Let's define a quadratic form as $Q(\vec{x}) = \vec{x}^TA\vec{x}$.
If $\vec{x} = \vec{0}$, then is, $Q(\vec{x}) = 0$?
(As the title states, $Q(\vec{0}) = 0$ for all quadratic forms?)
I know this may be a simple question for others, but I just want to confirm that this is true (if it is).

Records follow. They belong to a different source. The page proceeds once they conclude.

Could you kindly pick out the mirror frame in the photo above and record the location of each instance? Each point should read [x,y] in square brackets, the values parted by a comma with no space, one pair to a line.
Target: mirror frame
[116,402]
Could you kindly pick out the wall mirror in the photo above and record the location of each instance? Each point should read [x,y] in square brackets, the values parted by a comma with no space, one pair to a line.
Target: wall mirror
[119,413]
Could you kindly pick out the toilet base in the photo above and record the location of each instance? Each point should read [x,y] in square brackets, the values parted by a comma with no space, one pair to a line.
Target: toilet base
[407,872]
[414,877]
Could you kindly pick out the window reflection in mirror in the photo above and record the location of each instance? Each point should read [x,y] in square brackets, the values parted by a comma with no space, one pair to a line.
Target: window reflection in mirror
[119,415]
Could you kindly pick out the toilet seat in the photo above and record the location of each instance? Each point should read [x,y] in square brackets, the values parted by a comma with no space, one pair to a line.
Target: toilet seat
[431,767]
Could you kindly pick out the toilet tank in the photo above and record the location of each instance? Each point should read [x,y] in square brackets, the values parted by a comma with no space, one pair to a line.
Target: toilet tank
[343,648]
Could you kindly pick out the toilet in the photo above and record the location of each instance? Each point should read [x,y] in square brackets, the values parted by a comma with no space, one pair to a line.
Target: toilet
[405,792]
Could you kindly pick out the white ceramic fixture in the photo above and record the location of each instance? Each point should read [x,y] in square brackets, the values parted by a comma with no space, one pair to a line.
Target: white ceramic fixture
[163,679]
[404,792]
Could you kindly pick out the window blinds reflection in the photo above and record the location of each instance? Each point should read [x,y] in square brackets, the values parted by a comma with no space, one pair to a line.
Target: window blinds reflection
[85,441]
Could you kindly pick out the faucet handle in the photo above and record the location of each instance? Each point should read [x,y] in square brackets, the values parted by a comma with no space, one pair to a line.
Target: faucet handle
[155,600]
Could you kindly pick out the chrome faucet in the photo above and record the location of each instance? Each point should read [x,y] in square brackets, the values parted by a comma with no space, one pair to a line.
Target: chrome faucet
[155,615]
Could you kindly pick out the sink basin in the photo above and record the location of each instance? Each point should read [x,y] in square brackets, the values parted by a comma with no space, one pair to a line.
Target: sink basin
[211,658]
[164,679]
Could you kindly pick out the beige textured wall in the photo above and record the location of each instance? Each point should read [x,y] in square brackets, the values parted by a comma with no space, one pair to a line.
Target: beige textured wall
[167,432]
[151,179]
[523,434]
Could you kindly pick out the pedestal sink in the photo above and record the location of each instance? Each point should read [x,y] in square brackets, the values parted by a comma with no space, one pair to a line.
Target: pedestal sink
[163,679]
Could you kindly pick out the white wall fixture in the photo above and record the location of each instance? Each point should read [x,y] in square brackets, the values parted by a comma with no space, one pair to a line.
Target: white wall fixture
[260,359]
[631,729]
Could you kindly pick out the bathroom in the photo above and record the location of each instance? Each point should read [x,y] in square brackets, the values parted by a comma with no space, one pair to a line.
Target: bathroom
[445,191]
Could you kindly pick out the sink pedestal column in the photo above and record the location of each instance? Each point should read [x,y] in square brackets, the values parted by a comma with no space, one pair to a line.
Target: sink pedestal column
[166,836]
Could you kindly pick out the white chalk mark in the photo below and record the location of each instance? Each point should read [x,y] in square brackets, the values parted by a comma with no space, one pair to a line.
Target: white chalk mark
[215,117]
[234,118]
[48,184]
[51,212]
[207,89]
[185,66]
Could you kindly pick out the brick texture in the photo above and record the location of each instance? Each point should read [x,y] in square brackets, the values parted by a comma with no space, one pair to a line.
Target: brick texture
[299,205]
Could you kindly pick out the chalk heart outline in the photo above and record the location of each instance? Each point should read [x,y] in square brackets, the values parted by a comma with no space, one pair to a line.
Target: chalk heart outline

Let $\mathbf{x}$ be the vector $\mathbf{x} = [x_1 \; x_2 \; \dots \; x_n]$ and $\mathbf{A}$ be the matrix :
$$\mathbf{A} = \begin{pmatrix} a_{11} & a_{12} & \cdots & a_{1n} \\ a_{21} & a_{22} & \cdots & a_{2n} \\ \cdots & \cdots & \cdots & \cdots \\ a_{n1} & a_{n2} & \cdots & a_{nn}\end{pmatrix}$$
Then, the general quadratic form $Q(\mathbf{x})$ is defined as :
$$Q(\mathbf{x}) = \mathbf{x}^\mathbf{T}\mathbf{A}\mathbf{x}$$
Now, for $\mathbf{x} = (0,0,\dots,0)$, thus the zero vector, one can easily yield that :
$$Q(\mathbf{0}) = \begin{bmatrix}0 \\ 0 \\ \vdots \\ 0 \end{bmatrix}\begin{pmatrix} a_{11} & a_{12} & \cdots & a_{1n} \\ a_{21} & a_{22} & \cdots & a_{2n} \\ \cdots & \cdots & \cdots & \cdots \\ a_{n1} & a_{n2} & \cdots & a_{nn}\end{pmatrix} \begin{bmatrix} 0 & 0 & \cdots & 0 \end{bmatrix} \implies Q(\mathbf{0}) = 0$$
I'll leave the operations/calculations on you to exercise.